Good payer news included an announcement from the Blue Cross Blue Shield (BCBS) Medical Advisory Panel, which concluded that patients with acute chest pain presenting the ED with low risk for acute coronary syndrome meet the BCBS Technology Evaluation Center’s criteria for CT angiography. This June 30, 2011, opinion clears the way for individual BCBS member companies to join many other payers in covering the use of cardiac CT for appropriate patients presenting the ED with chest pain.

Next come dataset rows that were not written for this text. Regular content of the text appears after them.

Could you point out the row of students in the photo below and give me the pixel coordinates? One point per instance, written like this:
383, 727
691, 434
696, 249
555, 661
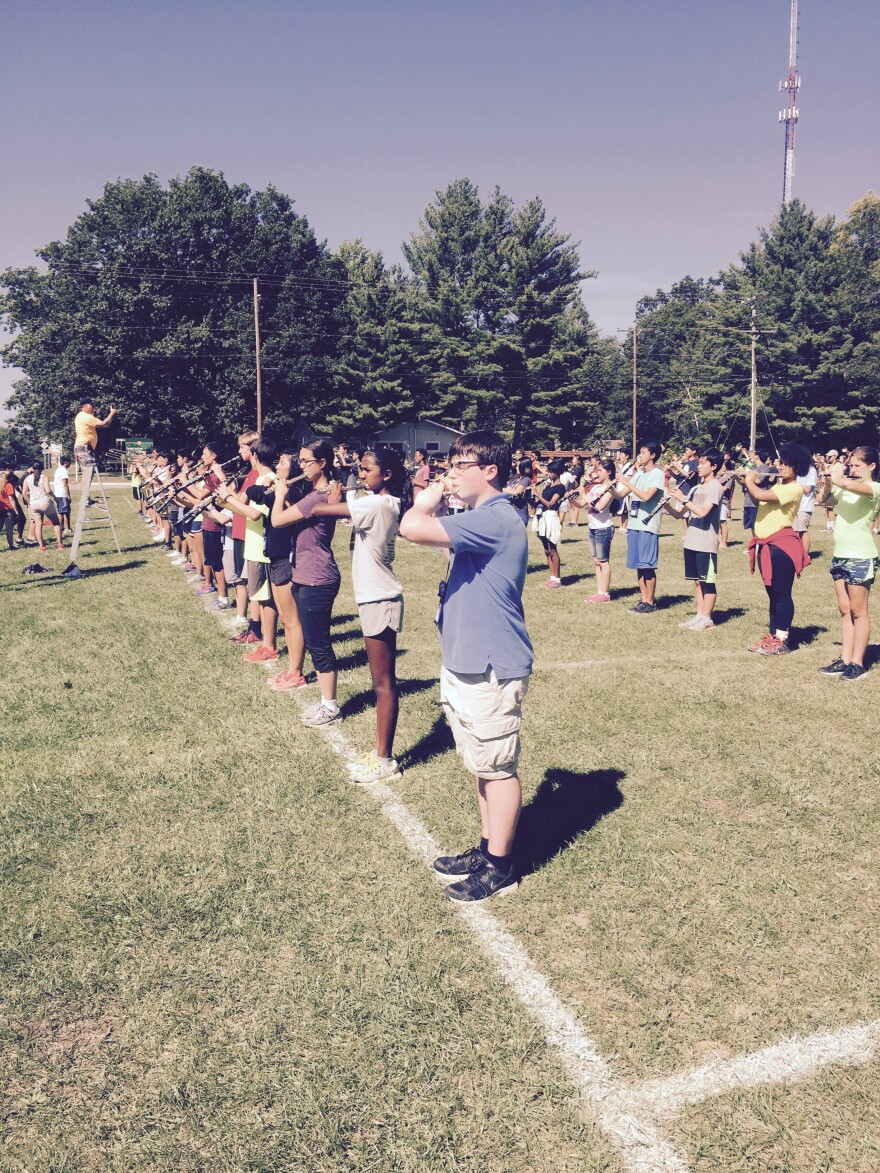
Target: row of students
486, 651
288, 564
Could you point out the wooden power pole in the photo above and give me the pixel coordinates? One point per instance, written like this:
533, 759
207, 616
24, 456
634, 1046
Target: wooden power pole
256, 337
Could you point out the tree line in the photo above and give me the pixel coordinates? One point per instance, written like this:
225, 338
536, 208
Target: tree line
148, 304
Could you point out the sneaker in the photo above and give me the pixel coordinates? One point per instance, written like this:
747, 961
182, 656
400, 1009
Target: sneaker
458, 867
837, 668
762, 644
701, 623
853, 672
261, 655
288, 680
318, 716
774, 648
376, 772
245, 637
485, 883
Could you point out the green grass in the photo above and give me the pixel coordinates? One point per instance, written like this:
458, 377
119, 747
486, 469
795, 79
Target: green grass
217, 954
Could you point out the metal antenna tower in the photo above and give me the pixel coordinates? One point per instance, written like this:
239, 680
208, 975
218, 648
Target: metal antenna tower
790, 87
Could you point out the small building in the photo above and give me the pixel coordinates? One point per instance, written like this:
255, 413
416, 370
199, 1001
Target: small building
407, 435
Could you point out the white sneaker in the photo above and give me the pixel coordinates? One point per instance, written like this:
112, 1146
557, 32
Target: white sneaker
369, 770
702, 623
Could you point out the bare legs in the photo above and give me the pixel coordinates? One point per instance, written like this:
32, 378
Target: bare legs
381, 655
854, 621
500, 801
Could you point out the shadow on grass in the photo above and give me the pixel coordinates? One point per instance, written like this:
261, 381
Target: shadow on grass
366, 699
437, 740
573, 580
564, 806
55, 578
665, 601
806, 636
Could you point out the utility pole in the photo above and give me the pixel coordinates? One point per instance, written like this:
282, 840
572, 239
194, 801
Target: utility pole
635, 385
256, 337
753, 415
790, 87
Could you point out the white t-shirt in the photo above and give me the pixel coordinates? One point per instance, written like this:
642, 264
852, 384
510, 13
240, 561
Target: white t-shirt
60, 482
807, 485
376, 519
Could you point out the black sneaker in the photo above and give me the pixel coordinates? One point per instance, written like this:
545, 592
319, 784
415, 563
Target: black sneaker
837, 668
457, 867
853, 672
484, 883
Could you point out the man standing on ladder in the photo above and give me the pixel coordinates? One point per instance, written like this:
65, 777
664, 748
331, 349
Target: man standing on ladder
86, 425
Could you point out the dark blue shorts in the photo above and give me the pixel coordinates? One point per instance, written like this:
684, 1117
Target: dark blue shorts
642, 549
601, 543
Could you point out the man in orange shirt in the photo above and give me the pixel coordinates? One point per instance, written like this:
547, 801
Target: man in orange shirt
86, 425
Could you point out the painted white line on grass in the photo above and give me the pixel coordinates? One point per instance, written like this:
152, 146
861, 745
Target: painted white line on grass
697, 657
790, 1060
631, 1131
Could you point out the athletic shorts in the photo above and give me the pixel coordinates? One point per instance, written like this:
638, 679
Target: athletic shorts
257, 574
239, 578
212, 544
281, 571
701, 565
601, 543
642, 549
378, 617
485, 716
854, 571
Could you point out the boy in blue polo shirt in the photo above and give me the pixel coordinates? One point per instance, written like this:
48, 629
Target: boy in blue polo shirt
486, 650
645, 493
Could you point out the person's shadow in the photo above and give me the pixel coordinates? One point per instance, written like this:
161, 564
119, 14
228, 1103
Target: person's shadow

Several presentations at the meeting addressed increasingly effective methods for reducing the amount of radiation delivered to patients during CV CT imaging. Using advances in detector design and image acquisition techniques, coupled with dramatically improved reconstruction algorithms employing intense digital processing for iterative reconstruction, General Electric, Philips, Siemens and Toshiba all now make systems that produce high-quality CT coronary angiograms using less than 1 mSv radiation — an almost inconsequential dose. Many of these protocols also use much lower volumes of iodinated contrast than traditional protocols, reducing both the expense and the risk for renal toxicity associated with cardiac CT. These new ultra-low radiation protocols may make CT perfusion imaging a clinical reality, as addressed in numerous scientific presentations at the meeting. Ricardo Cury, MD, of Baptist Hospital in Miami, is leading a large multicenter trial of CT myocardial perfusion. Constantly improving image quality also led to encouraging results from several investigators using CT to characterize the structure and quantity of atherosclerotic plaque.
Perhaps the most revolutionary new development at the meeting was a report by James Min, MD, of Cedars-Sinai Los Angeles and current president of the Society of Cardiovascular Computed Tomography, which compared calculation of fractional flow reserve (FFR) from standard CT coronary angiograms to FFR measured using an intracoronary pressure wire in the cardiac cath lab. Charles Taylor, PhD, formerly at Stanford University, has developed fluid dynamic models of the coronary circulation that can be processed using a supercomputer to produce FFR data strikingly similar to those measured in the cath lab. Min reported results of a recently completed multicenter feasibility trial comparing noninvasive CT-FFR measurements to invasive FFR. Further research is now under way to determine just how robust this method will be in routine clinical practice. Numerous recent trials have emphasized the need to assess the functional impact of coronary stenosis, not just visualization of the percent of luminal narrowing. Reliable and convenient assessment of FFR using standard coronary CT angiograms could revolutionize imaging in CHD, providing simultaneous assessment of anatomy and function, with significant reduction in the need for layered testing using stress nuclear, echo and CV MRI, as well as reducing the need for diagnostic catheter coronary angiography. FFR-CT could be a game-changer in this cost-conscious, evidence-demanding environment.